As it has been evoked previously, maximizing the generalization power of a deep learning architecture is one of the main research axes currently. While protocol differences are not specifically addressed here, combining contextual information with a refinement approach via multi-scale Fully Convolutional Dense Net architecture obtains very promising results in early stages of training. Although our model was trained on 3T high resolution data, we can achieve state of the art results compared to other methods that were actually trained on LPBA. Dice, sensitivity and specificity are slightly lower than those of the validation set. Adding more variability to our training set could help improve our predictions.

Conclusion

The medical images environment is sparse in terms of image quantity and quality. This architecture allows us to deal with unseen data even in different resolution from the trained data. Then we would be able to use the same model in different institutions.

Acknowledgements

No acknowledgement found.

References

[1] Jegou S, et al. The One Hundred Layers Tiramisu: Fully Convolutional DenseNets for Semantic Segmentation. arXiv:1611.09326.
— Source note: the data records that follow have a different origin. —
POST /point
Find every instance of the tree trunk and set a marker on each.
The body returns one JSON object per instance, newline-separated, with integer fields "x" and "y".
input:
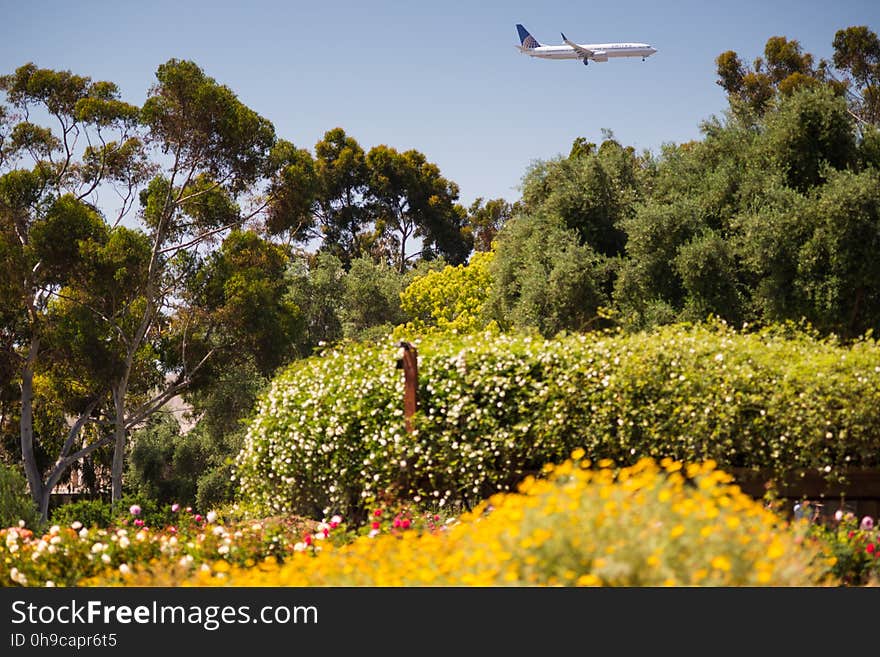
{"x": 32, "y": 471}
{"x": 119, "y": 442}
[2] Dong N, et al. Medical image synthesis with context-aware generative adversarial networks. CoRR abs/1612.05362 (2016).

[3] Seyed SMS, et al. Auto-context convolutional neural network for geometry-independent brain extraction in magnetic resonance imaging. CoRR abs/1703.02083 (2017).

[4] Iasonas K. In: Ubernet: Training a ’universal’ convolutional neural network for low-, mid- , and high-level vision using diverse datasets and limited memory. CoRR abs/1609.02132 (2016).

[5] David C. Van Essen, Stephen M. Smith, Deanna M. Barch, Timothy E.J. Behrens, Essa Yacoub, Kamil Ugurbil, for the WU-Minn HCP Consortium. (2013). The WU-Minn Human Connectome Project: An overview. NeuroImage 80(2013):62-79.

Figures

Dual Fully Convolutionnal Dense Network architecture.

Testing results from 100 Human Connectome Project datasets

Comparison of the Dual Fully Convolutionnal Dense Network based Skull Stripping on LPBA with conventionnal BET-robust, FreeSurfer with GraphCut, registration based ROBEX, deep learning based ACNN, Cluster Specific Random Forest. Learning methods were trained on LPBA, unlike our approach.